Interest rates likely to hike in December

The Reserve Bank of Australia (RBA) is likely to make history on Tuesday by lifting interest rates for a third straight month, economists say.

After more data showing Australia has avoided the worst of the downturn, 13 of the 14 economists surveyed by AAP expect the central bank to lift the cash rate by 25 basis points to 3.75 per cent on December 1, following two 25 basis point moves in October and November.

If it does, it will be the first time the bank has lifted interest rates three months in a row since it started announcing the rises in January 1990.
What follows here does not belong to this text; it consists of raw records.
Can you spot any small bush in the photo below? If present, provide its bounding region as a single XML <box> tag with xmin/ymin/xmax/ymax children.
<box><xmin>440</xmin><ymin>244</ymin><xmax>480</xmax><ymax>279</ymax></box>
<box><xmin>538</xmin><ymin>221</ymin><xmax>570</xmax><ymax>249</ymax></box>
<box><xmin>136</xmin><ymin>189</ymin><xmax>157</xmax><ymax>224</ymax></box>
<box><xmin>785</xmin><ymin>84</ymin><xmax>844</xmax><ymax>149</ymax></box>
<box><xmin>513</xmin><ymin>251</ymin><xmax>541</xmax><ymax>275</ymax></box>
"The cash rate at 3.5 per cent is way too expansionary on an economy that won't experience the worst outcomes (of the global financial crisis)," Commonwealth Bank senior economist Michael Workman said.

In a sign the Australian economy was doing better than other western nations, Mr Workman said recent jobs data indicated unemployment would peak at 6.5 per cent.
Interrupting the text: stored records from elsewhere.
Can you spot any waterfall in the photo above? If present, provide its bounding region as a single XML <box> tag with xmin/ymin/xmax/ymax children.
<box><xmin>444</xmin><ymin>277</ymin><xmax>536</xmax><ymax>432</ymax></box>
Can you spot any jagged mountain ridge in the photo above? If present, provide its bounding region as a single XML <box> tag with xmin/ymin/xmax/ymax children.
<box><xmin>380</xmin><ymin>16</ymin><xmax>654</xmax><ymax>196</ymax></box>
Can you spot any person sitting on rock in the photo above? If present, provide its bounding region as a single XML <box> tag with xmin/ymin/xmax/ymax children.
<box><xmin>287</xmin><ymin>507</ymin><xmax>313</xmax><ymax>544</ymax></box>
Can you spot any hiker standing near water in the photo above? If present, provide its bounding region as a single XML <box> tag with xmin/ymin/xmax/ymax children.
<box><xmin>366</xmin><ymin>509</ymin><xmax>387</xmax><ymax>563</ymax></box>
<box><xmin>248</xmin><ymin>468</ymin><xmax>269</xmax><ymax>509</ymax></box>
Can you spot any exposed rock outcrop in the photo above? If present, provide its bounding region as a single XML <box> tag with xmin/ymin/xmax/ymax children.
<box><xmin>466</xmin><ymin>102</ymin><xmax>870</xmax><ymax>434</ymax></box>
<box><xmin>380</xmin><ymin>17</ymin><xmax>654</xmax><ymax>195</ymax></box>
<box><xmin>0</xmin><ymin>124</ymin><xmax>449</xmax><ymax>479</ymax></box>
That's below revised Treasury forecasts for the jobless rate to hit 6.75 per cent by late 2010.

In May, Treasury was forecasting an unemployment rate peak of 8.5 per cent.

Recent Australian Bureau of Statistics (ABS) data shows total employment rose by 24,500 to 10.832 million in October, seasonally adjusted, after it shot up by 40,600 in September.

The unemployment rate has hovered around 5.8 per cent in recent months and briefly dipped to 5.7 per cent in September.

4cast Financial Markets economist Michael Turner said that while he expected the RBA to lift rates by 25 basis points on Tuesday, recent market volatility could stay the central bank's hand.

Currency and stock markets faced twin worries on Friday after the US dollar hit a 14 month low against the yen and Dubai asked creditors for a "standstill" on paying back its $US60 billion ($A64.38 billion) debt until May next year.

In total, the state-backed networks nicknamed Dubai Inc are $US80 billion ($A85.85 billion) in the red.

"Dollar yen has fallen through the floor today and there's some uncertainty with Europe, and this Dubai thing has just gotten ugly," Mr Turner said.

"I know the RBA wants to take a longer term view, but those on the board who are seeing that global confidence is good, but still fragile ... it doesn't make (them) comfortable raising rates.

"But longer term the fundamentals are pretty good."

Royal Bank of Scotland chief economist Kieran Davies said encouraging local and overseas data earlier in the month tipped the scales in favour of a third successive interest rate rise.

"We've had a solid employment report and globally you have had confirmation that the Euro area and Japan have pulled out of recession," Mr Davies said.

"So we think that they will hike still and then they will take their usual break in January."

Mr Davies said these early rate hikes would have "limited" impact on the broader economy because most borrowers had kept their mortgage repayments at the same level despite the sharp interest rate falls experienced in late 2008 and early 2009.

"So the average home owner can absorb the initial hikes because they are still paying off their home loans at a pace consistent with where interest rates were late in '08 or early '09," Mr Davies said.

Many economists waited for the release of the September quarter capital expenditure (capex) figures, released by the ABS on Thursday, before making their prediction on interest rates.

The capex showed that private sector investment intentions over the financial 2009/10 year grew to $105,010 billion in the three months to September, up 5.9 per cent from the previous estimate.

"On economic data alone ... I think they'll hike by 25 basis points," ICAP economist Adam Carr said.

"When you look at the economy, we're doing very well.

"For a Reserve Bank that's nervous about holding rates too low for too long, there's really no reason to hold off."